Vulnerability to human immunodeficiency virus (HIV) infection is a significant public health issue for women experiencing intimate partner violence (IPV). Despite the increased risk of human immunodeficiency virus infection, women only represent 4.6% of pre-exposure prophylaxis (PrEP) users in the United States. IPV may present additional difficulties to PrEP access. In this qualitative study, we examined how IPV and the relational context shaped women's decisions, attitudes, and engagement in the PrEP care continuum.


We conducted semistructured interviews with 19 women residing in Connecticut who participated in a prospective cohort study. We purposively recruited our sample to include women who reported physical and/or sexual IPV in the past 6 months, and used a grounded theory approach to analyze the qualitative data.

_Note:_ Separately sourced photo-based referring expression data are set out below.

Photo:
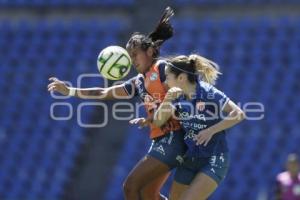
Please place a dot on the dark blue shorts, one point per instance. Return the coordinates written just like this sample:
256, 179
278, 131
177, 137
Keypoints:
169, 148
215, 167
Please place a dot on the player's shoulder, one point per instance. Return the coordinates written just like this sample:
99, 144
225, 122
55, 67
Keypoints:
161, 62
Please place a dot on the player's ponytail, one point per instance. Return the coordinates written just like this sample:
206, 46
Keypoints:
207, 69
164, 29
194, 66
155, 39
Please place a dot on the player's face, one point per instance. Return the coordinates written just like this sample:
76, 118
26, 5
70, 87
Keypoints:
141, 60
171, 79
293, 167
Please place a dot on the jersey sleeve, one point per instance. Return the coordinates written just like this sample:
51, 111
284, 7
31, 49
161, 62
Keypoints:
130, 87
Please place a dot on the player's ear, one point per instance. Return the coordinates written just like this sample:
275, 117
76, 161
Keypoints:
150, 52
181, 77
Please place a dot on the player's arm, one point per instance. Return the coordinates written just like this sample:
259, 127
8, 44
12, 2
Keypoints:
166, 108
109, 93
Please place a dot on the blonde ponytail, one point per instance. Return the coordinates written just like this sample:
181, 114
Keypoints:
208, 69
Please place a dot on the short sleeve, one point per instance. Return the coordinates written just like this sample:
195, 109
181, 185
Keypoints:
130, 88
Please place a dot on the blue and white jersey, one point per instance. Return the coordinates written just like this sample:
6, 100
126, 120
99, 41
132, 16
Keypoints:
202, 111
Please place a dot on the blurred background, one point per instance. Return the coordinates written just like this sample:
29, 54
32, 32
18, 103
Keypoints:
256, 43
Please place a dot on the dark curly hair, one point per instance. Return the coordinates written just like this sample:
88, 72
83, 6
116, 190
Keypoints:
155, 39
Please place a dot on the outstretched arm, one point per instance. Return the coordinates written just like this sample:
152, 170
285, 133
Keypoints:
166, 109
109, 93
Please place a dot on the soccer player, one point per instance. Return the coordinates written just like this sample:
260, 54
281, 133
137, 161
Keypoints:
288, 182
199, 106
147, 177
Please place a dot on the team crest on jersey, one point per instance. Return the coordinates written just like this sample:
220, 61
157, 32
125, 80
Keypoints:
153, 76
200, 106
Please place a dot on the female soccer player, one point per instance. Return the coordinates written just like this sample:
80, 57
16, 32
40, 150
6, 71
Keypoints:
150, 173
199, 106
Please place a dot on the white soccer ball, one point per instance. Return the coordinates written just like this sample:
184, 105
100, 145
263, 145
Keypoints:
114, 63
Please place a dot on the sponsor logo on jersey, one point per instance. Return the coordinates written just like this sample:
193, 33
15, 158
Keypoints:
153, 76
200, 105
160, 149
179, 159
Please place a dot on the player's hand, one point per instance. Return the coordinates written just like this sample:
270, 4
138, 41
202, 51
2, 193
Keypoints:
203, 137
173, 93
142, 122
58, 86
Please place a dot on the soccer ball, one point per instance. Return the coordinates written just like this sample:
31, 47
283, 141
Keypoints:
114, 63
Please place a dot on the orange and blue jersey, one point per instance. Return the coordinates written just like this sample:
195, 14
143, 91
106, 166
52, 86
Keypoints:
150, 88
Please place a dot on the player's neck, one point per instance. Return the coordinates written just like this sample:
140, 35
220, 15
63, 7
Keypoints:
189, 89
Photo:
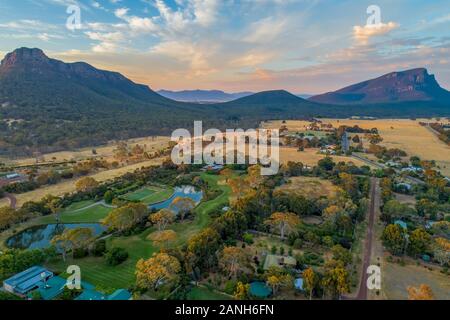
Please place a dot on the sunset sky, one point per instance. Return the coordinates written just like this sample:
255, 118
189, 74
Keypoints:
304, 46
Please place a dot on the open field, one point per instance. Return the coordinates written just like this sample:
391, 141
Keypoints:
404, 134
68, 186
140, 195
396, 279
310, 156
310, 187
202, 293
96, 271
106, 152
407, 135
91, 214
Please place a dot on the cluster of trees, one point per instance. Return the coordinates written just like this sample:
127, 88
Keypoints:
13, 261
416, 241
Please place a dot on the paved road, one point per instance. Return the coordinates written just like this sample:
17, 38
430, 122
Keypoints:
374, 193
345, 142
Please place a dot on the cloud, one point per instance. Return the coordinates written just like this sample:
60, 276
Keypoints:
265, 30
363, 34
109, 41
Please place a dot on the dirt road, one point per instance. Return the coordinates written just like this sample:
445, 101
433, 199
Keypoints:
12, 200
374, 193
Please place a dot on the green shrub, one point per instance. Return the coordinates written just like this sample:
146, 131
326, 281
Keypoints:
248, 238
99, 248
116, 256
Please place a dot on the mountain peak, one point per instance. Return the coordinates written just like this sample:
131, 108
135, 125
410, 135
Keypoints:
402, 86
24, 55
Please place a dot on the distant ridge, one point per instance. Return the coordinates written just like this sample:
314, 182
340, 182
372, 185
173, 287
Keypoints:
47, 105
404, 86
202, 96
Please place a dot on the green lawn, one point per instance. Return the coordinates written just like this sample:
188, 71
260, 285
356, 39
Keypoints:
96, 271
158, 196
140, 194
202, 293
88, 215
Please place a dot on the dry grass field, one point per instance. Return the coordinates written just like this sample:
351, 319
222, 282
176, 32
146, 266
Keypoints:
310, 156
310, 187
404, 134
396, 279
106, 151
68, 186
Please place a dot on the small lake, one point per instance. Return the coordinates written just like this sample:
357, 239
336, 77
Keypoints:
183, 192
39, 237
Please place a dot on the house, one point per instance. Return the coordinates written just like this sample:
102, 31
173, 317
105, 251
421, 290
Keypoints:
401, 224
51, 288
12, 176
279, 261
214, 167
298, 284
393, 164
90, 294
27, 281
412, 169
120, 295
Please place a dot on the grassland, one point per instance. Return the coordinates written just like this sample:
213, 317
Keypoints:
396, 279
404, 134
68, 186
202, 293
311, 156
407, 135
96, 271
105, 151
91, 214
310, 187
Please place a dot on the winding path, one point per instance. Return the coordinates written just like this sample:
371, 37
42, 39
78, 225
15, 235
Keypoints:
374, 193
12, 200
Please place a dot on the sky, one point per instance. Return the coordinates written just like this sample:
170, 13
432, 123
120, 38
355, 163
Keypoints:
303, 46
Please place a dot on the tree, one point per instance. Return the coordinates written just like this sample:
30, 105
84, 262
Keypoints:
424, 292
108, 197
418, 242
163, 237
274, 282
182, 206
393, 238
342, 254
160, 269
86, 184
326, 163
241, 292
202, 248
309, 281
441, 251
233, 260
7, 217
162, 218
73, 239
336, 279
126, 217
285, 223
116, 256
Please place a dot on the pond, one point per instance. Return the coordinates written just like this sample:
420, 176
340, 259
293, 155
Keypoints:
183, 192
40, 236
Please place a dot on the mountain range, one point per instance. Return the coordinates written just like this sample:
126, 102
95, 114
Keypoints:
203, 96
48, 105
405, 86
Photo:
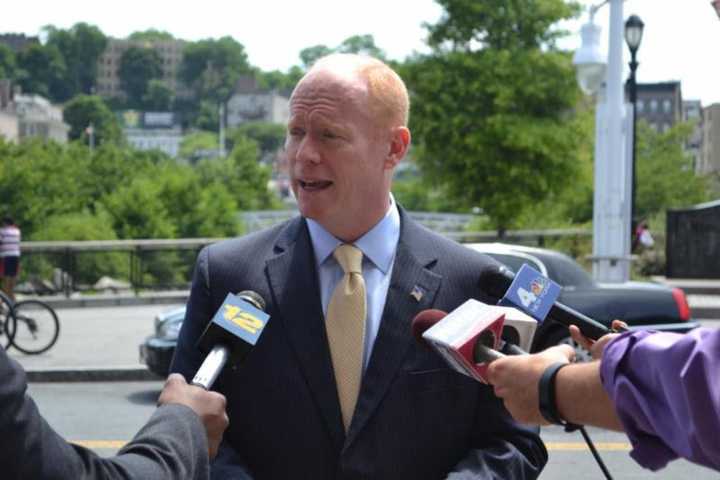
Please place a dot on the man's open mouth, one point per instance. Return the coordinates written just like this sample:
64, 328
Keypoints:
314, 185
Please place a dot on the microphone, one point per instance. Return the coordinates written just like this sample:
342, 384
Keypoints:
468, 338
499, 282
233, 332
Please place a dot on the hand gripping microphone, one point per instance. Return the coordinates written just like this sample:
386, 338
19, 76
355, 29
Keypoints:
233, 332
501, 283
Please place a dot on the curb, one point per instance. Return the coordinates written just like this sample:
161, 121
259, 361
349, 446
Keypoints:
112, 374
59, 303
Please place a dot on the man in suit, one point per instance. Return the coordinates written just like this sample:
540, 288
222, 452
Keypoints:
177, 442
312, 400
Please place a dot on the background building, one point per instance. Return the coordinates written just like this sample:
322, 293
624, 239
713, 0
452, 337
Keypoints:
38, 118
170, 51
152, 131
659, 104
250, 104
692, 112
711, 138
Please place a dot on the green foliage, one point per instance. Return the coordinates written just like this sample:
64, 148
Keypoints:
269, 136
193, 145
151, 35
212, 67
665, 175
494, 123
84, 225
158, 97
511, 24
42, 70
8, 65
80, 48
85, 110
138, 67
277, 80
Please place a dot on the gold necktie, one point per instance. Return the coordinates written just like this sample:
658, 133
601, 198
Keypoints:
345, 325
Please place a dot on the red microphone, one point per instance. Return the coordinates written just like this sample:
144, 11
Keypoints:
467, 341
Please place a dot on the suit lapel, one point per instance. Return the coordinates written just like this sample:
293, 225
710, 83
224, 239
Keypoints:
412, 288
296, 293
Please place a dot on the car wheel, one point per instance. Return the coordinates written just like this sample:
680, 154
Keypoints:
562, 336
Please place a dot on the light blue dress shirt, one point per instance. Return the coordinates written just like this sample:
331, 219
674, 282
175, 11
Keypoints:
378, 246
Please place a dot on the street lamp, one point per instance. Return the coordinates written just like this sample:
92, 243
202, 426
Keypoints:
633, 36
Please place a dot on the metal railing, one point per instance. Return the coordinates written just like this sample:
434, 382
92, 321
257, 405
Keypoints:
167, 263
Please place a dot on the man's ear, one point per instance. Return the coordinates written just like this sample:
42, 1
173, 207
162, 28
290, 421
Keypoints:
399, 144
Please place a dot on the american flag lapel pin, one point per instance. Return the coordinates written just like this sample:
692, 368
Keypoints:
417, 293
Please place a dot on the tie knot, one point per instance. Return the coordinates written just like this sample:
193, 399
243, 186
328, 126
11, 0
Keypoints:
349, 257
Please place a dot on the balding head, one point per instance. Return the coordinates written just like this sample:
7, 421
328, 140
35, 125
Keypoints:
387, 94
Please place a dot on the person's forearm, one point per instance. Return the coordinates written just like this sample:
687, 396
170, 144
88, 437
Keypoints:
581, 398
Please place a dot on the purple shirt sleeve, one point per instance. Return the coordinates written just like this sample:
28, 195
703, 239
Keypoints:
666, 390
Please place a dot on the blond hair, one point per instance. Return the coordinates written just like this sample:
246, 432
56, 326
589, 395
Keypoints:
388, 95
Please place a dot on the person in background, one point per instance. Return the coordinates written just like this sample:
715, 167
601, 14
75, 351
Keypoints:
9, 255
662, 389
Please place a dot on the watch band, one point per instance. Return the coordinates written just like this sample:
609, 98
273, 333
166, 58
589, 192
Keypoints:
547, 400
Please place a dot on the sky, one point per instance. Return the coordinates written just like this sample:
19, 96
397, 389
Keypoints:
681, 40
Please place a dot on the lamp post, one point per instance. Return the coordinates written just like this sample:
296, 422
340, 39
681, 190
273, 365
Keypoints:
633, 36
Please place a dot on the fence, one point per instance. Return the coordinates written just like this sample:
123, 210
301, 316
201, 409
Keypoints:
51, 267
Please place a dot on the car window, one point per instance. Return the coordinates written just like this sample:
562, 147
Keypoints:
512, 262
565, 271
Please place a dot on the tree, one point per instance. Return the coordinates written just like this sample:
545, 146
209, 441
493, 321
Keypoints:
212, 67
85, 110
310, 55
81, 46
138, 67
492, 112
8, 66
269, 136
42, 71
665, 175
158, 97
361, 44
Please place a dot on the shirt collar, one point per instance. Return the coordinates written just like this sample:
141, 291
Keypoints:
378, 244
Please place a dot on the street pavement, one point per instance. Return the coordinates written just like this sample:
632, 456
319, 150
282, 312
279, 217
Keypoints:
100, 335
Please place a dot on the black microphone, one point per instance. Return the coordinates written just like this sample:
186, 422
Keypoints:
495, 281
233, 332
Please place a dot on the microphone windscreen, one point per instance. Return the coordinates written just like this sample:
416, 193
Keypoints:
425, 320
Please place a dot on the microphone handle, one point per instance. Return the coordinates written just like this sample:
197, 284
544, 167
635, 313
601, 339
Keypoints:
567, 316
211, 367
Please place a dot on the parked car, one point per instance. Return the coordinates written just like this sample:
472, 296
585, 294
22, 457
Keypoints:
640, 304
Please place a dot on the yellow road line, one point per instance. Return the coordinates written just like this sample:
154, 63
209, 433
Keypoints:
551, 446
600, 446
100, 443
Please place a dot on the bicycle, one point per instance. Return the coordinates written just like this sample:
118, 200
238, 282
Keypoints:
31, 326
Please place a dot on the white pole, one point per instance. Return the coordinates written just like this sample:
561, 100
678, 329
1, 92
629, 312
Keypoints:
611, 222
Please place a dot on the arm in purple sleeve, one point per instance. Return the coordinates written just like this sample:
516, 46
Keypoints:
666, 390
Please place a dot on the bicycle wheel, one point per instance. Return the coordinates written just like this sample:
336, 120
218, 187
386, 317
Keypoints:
37, 327
7, 320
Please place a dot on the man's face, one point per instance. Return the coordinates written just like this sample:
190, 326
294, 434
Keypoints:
338, 156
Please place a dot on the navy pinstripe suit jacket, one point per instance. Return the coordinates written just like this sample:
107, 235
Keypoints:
415, 418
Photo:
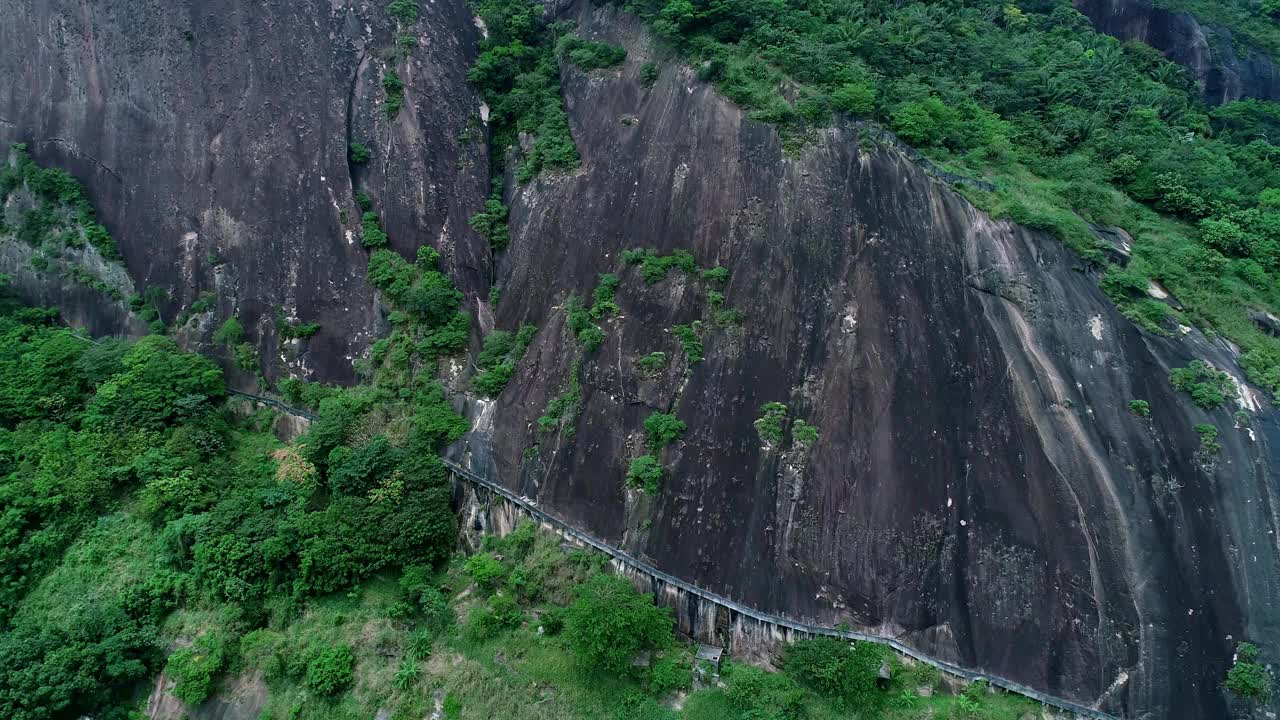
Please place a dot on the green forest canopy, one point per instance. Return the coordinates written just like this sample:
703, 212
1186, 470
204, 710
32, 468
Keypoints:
1072, 127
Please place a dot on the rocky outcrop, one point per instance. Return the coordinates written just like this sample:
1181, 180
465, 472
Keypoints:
1224, 68
211, 136
979, 487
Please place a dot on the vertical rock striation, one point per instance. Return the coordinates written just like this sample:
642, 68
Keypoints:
213, 139
1224, 68
979, 487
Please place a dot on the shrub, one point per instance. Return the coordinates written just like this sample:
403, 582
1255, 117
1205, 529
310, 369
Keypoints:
394, 89
804, 434
766, 696
330, 670
609, 623
371, 231
229, 333
485, 570
1208, 438
670, 674
924, 122
648, 74
836, 669
488, 621
1207, 387
855, 98
603, 296
716, 274
689, 340
195, 668
653, 363
663, 429
419, 587
492, 223
592, 338
589, 54
1248, 678
645, 473
405, 12
359, 154
769, 423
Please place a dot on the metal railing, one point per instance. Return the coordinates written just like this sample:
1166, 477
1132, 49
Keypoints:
767, 618
759, 616
275, 404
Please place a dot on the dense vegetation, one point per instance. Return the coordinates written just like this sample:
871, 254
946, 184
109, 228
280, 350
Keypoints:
127, 488
1251, 22
1069, 126
517, 73
46, 209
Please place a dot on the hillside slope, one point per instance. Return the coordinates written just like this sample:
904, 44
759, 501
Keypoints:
1226, 68
213, 139
979, 484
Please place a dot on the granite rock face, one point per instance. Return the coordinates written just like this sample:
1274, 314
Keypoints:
213, 139
979, 486
1224, 68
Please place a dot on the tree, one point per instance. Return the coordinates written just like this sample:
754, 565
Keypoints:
156, 376
609, 623
855, 98
330, 670
663, 429
645, 473
837, 669
1248, 678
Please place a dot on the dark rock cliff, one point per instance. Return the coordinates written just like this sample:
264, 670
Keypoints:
1224, 69
979, 487
213, 139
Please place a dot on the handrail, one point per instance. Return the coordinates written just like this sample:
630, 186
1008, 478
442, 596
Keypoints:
760, 616
275, 404
624, 557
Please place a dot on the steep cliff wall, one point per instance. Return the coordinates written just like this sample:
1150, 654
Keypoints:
1225, 69
213, 139
979, 487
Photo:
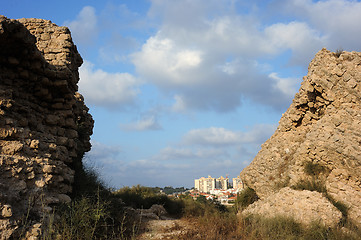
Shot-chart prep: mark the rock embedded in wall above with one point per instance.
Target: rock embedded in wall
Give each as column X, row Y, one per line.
column 45, row 127
column 320, row 130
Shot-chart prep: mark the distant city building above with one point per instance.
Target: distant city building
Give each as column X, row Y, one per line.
column 205, row 184
column 237, row 183
column 222, row 183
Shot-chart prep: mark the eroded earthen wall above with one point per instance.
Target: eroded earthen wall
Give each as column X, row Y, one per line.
column 45, row 126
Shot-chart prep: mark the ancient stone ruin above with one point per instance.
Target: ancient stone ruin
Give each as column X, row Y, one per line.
column 45, row 126
column 316, row 145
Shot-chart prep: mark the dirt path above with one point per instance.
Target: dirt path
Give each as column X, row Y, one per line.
column 164, row 229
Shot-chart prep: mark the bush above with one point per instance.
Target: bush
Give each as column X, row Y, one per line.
column 246, row 198
column 144, row 197
column 311, row 185
column 94, row 213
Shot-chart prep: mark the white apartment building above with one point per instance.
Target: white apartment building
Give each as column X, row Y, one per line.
column 222, row 183
column 237, row 183
column 207, row 184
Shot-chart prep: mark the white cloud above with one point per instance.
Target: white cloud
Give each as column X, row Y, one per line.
column 287, row 85
column 339, row 20
column 212, row 136
column 85, row 27
column 146, row 123
column 107, row 89
column 221, row 137
column 209, row 61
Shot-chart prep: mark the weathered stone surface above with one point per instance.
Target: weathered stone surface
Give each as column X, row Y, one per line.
column 321, row 127
column 45, row 127
column 299, row 205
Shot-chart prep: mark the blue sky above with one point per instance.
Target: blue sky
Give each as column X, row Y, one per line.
column 181, row 89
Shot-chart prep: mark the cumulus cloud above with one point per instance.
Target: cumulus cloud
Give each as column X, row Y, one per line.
column 146, row 123
column 85, row 27
column 221, row 137
column 201, row 152
column 337, row 19
column 210, row 61
column 114, row 90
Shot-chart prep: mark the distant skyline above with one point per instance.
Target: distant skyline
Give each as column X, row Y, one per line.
column 181, row 89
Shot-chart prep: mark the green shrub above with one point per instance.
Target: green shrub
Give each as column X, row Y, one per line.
column 311, row 185
column 245, row 198
column 144, row 197
column 338, row 52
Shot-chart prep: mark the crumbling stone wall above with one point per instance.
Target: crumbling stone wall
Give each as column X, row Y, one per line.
column 321, row 128
column 45, row 126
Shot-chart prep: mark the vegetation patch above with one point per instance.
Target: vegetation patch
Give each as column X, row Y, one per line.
column 338, row 52
column 311, row 185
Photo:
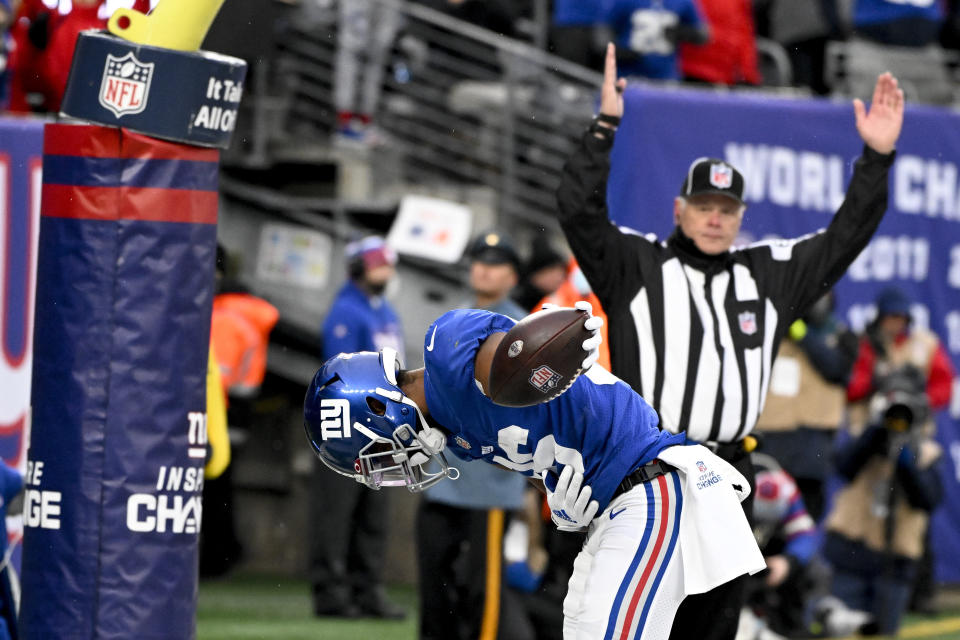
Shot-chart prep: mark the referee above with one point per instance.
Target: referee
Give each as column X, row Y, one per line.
column 694, row 326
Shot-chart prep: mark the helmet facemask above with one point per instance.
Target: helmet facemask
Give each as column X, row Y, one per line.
column 391, row 450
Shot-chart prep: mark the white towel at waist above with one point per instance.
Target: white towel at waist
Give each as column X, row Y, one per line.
column 715, row 538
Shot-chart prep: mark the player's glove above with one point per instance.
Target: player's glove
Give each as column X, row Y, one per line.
column 593, row 323
column 571, row 508
column 592, row 344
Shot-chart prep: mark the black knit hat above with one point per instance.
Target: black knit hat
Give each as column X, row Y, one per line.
column 712, row 175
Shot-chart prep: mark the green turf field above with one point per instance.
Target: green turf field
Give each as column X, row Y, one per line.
column 248, row 606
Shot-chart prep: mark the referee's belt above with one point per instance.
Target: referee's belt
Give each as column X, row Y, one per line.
column 653, row 469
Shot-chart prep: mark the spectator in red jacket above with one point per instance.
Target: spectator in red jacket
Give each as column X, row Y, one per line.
column 44, row 34
column 892, row 345
column 730, row 57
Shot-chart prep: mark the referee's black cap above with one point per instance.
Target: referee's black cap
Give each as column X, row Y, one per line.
column 712, row 175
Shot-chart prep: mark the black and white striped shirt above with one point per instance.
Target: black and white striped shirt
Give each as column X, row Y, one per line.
column 694, row 334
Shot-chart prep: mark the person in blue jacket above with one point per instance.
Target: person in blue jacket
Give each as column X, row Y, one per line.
column 351, row 525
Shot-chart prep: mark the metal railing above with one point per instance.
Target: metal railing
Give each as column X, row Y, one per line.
column 459, row 105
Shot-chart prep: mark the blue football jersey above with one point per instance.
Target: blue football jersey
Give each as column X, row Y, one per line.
column 600, row 426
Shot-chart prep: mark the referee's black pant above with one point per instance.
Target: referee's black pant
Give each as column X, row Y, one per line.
column 715, row 615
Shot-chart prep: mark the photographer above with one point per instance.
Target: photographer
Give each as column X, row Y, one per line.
column 876, row 530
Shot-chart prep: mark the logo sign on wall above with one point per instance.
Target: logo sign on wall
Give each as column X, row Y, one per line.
column 431, row 228
column 185, row 96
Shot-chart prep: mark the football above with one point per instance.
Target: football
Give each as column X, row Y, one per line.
column 538, row 358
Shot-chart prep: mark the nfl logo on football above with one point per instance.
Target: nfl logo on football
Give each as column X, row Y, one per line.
column 125, row 86
column 721, row 176
column 544, row 378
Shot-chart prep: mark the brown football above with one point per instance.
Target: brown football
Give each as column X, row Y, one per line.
column 538, row 358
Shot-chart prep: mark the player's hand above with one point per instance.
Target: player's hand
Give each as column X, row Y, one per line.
column 571, row 508
column 611, row 93
column 880, row 127
column 592, row 344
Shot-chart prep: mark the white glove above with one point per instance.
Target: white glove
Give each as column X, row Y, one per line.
column 571, row 508
column 592, row 344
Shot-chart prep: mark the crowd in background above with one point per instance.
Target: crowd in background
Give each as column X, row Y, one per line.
column 698, row 41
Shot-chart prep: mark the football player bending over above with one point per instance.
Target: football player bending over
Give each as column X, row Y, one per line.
column 662, row 514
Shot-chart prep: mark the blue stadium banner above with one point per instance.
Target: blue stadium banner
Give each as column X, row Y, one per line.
column 186, row 96
column 115, row 465
column 797, row 157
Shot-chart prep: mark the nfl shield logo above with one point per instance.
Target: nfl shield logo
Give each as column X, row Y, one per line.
column 544, row 378
column 748, row 322
column 721, row 176
column 125, row 85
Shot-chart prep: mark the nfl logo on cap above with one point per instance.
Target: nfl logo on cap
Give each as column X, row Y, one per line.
column 721, row 176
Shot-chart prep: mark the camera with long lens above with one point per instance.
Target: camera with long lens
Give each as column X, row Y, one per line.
column 901, row 399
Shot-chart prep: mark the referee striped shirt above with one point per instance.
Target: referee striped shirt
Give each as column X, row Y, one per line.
column 696, row 334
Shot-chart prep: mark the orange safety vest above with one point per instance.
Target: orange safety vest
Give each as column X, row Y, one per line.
column 240, row 332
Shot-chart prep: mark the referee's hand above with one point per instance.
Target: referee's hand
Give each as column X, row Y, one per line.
column 611, row 94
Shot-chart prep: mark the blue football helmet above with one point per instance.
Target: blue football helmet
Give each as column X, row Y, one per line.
column 361, row 425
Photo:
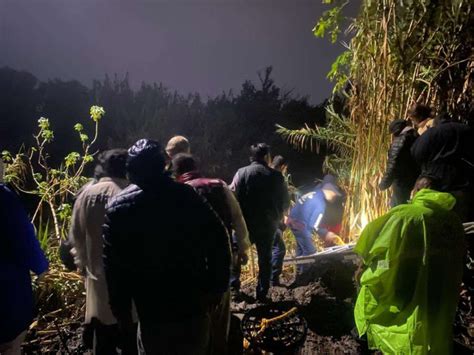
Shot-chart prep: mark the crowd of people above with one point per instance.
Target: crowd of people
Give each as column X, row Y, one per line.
column 414, row 257
column 161, row 246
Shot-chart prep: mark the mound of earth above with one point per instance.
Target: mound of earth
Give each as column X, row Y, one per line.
column 324, row 295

Our findings suggest multiple ways that the relational context can affect women's decisions, attitudes, and engagement in the PrEP care continuum. We identified five aspects of women's relationships that can shape women's interest, intentions, and access to PrEP: 1) relationship power struggles, 2) infidelity, 3) trust and monogamy, 4) male partner's reactions, and 5) "season of risk" (i.e., PrEP use only during times of perceived human immunodeficiency virus risk). Collectively, these findings suggest that women experiencing IPV might face additional relational challenges that need to be adequately addressed in settings administering PrEP.


Communication on sexual risk reduction strategies should address relational factors and promote women's autonomy. Future research on long-acting and invisible forms of PrEP may help to circumvent some of the relational barriers women experiencing IPV may face when considering PrEP care.